Page:Revue des Deux Mondes - 1863 - tome 45.djvu/432

Le texte de cette page a été corrigé et est conforme au fac-similé.

offre donc d’immenses difficultés qu’ils n’ont pas connues au même degré. Or voici ce qui arrive souvent chez les esprits ambitieux qui essaient cette union si désirable de la philosophie et des sciences.
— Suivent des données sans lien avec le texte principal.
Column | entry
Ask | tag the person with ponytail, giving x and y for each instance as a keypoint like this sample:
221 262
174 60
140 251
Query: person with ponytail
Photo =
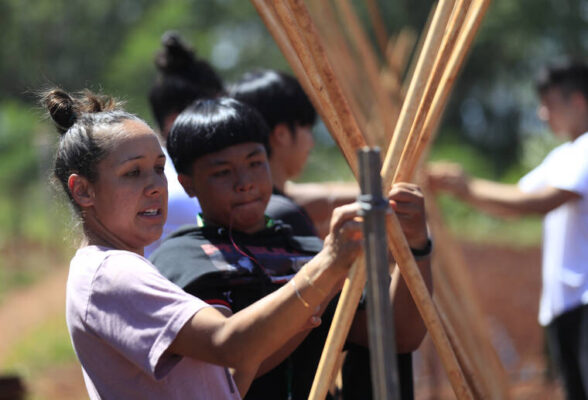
181 79
136 334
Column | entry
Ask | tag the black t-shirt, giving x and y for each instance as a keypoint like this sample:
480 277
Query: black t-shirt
236 269
283 208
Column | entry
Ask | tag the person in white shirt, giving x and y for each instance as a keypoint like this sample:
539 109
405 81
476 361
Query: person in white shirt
182 78
558 190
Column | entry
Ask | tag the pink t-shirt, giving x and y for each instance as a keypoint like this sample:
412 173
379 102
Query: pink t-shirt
122 315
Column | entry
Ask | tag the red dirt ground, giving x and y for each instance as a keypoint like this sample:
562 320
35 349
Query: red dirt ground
507 281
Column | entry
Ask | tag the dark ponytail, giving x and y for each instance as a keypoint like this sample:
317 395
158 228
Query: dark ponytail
83 122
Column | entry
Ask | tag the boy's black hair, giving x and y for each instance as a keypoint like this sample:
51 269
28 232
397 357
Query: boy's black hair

Si ce sont des philosophes possédant bien leur science et leurs méthodes, c’est alors par les connaissances scientifiques qu’ils laissent à désirer. Ces connaissances, rapidement acquises la plupart du temps pour le besoin de leurs idées, sont vagues, superficielles, inexactes : par cette fausse science, ils indisposent les savans véritables et déconsidèrent la philosophie auprès d’eux. Si au contraire ils sont vraiment versés dans les sciences et en parlent avec exactitude et précision, ce sont alors les connaissances philosophiques qui leur font défaut. Ils croient introduire une plus grande précision en philosophie en appliquant à des choses d’ordre si différent les formules qui leur sont familières : une étude plus attentive leur fait croire à d’apparentes analogies. L’un applique à la société humaine la loi de l’attraction universelle, l’autre propose de mesurer le témoignage des hommes par le calcul des probabilités ; un autre enfin, comme M. Lambert, voudra démontrer l’immortalité de l’âme par la mécanique. Quand les formules scientifiques sont absolument inapplicables, ces esprits, si exacts dans leur domaine propre, deviennent confus, obscurs, inexacts dans les questions philosophiques proprement dites, et pour introduire dans la philosophie un genre de précision qui ne lui convient pas, ils négligent celui qu’elle peut admettre ; ils oublient ou ils ignorent des distinctions importantes parfaitement établies, des analyses de faits déjà poussées très loin, des ar-gumens très solides. Je ne conclus point de ces observations qu’il faille décourager ceux qui voudraient essayer de telles entreprises ; mais il est bon qu’ils en aient devant les yeux les écueils et les difficultés.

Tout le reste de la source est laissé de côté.